Roundup-case jury's award is cut to $78M

But verdict against Monsanto is upheld

SAN FRANCISCO -- A Northern California judge on Monday upheld a jury's verdict that found Monsanto's weedkiller caused a groundskeeper's cancer, but she slashed the amount of money to be paid from $289 million to $78 million.

In denying Monsanto's request for a new trial, San Francisco Superior Court Judge Suzanne Bolanos cut the jury's punitive damages award from $250 million to $39 million. The judge had earlier said she had strong doubts about the jury's entire punitive damages award.

Bolanos gave DeWayne Johnson until Dec. 7 to accept the reduced amount or demand a new trial.

Johnson's spokesman Diana McKinley said he and his lawyers are reviewing the decision and haven't decided the next step. "Although we believe a reduction in punitive damages was unwarranted and we are weighing the options, we are pleased the court did not disturb the verdict," she said.

Monsanto spokesman Christi Dixon didn't return phone and email inquiries placed late Monday.

The jury awarded punitive damages after it found that the St. Louis-based agribusiness had purposely ignored warnings and evidence that its popular Roundup product causes cancer, including Johnson's lymphoma.

In a tentative ruling on Oct. 11, Bolanos said it appeared the jurors overreached with their punitive damages award. She said then that she was considering wiping out the $250 million judgment after finding no compelling evidence presented at trial that Monsanto employees ignored evidence that the weedkiller caused cancer.

The judge reversed course Monday and said she was compelled to honor the jurors' conclusions after listening to expert witnesses for both sides debate the merits of Johnson's claim.

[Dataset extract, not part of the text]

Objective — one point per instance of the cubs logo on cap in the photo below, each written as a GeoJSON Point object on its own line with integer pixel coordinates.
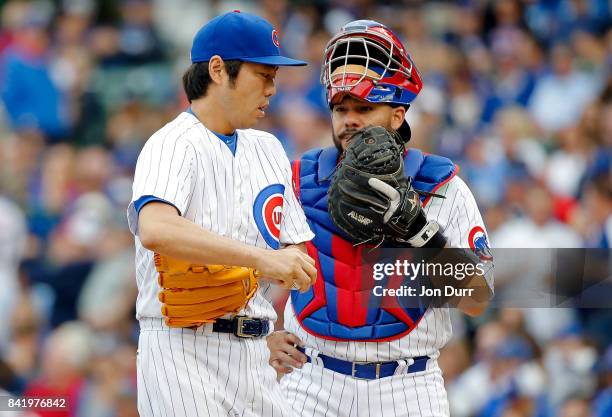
{"type": "Point", "coordinates": [275, 38]}
{"type": "Point", "coordinates": [240, 36]}
{"type": "Point", "coordinates": [479, 243]}
{"type": "Point", "coordinates": [268, 213]}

The judge said jurors are entitled to accept the conclusion of Johnson's expert witness who said Roundup caused his cancer and reject the conclusions of Monsanto's expert witnesses, who concluded there's no proof the weedkiller causes cancer.

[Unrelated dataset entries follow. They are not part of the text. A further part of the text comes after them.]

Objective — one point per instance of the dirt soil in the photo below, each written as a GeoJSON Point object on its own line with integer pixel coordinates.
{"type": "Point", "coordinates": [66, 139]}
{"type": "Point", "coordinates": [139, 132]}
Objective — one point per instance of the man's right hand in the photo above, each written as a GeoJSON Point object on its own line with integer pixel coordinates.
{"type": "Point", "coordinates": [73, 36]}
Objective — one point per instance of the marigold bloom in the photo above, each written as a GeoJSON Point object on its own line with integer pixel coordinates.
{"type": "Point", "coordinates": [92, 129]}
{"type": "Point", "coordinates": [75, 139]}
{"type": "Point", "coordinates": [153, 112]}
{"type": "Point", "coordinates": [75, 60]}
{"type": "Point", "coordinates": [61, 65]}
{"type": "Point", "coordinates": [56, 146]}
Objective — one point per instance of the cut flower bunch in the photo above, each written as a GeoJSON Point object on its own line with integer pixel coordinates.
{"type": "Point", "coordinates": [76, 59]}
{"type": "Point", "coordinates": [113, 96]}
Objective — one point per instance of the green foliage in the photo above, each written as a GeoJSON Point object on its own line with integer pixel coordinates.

"Thus, the jury could conclude that Monsanto acted with malice by consciously disregarding a probable safety risk," Bolanos wrote in her ruling.

Johnson's lawsuit is among hundreds alleging Roundup caused cancer, but it was the first one to go to trial.

Johnson sprayed Roundup and a similar product at his job as a pest control manager at a San Francisco Bay Area school district, according to his attorneys. He was diagnosed with non-Hodgkin's lymphoma in 2014 at age 42.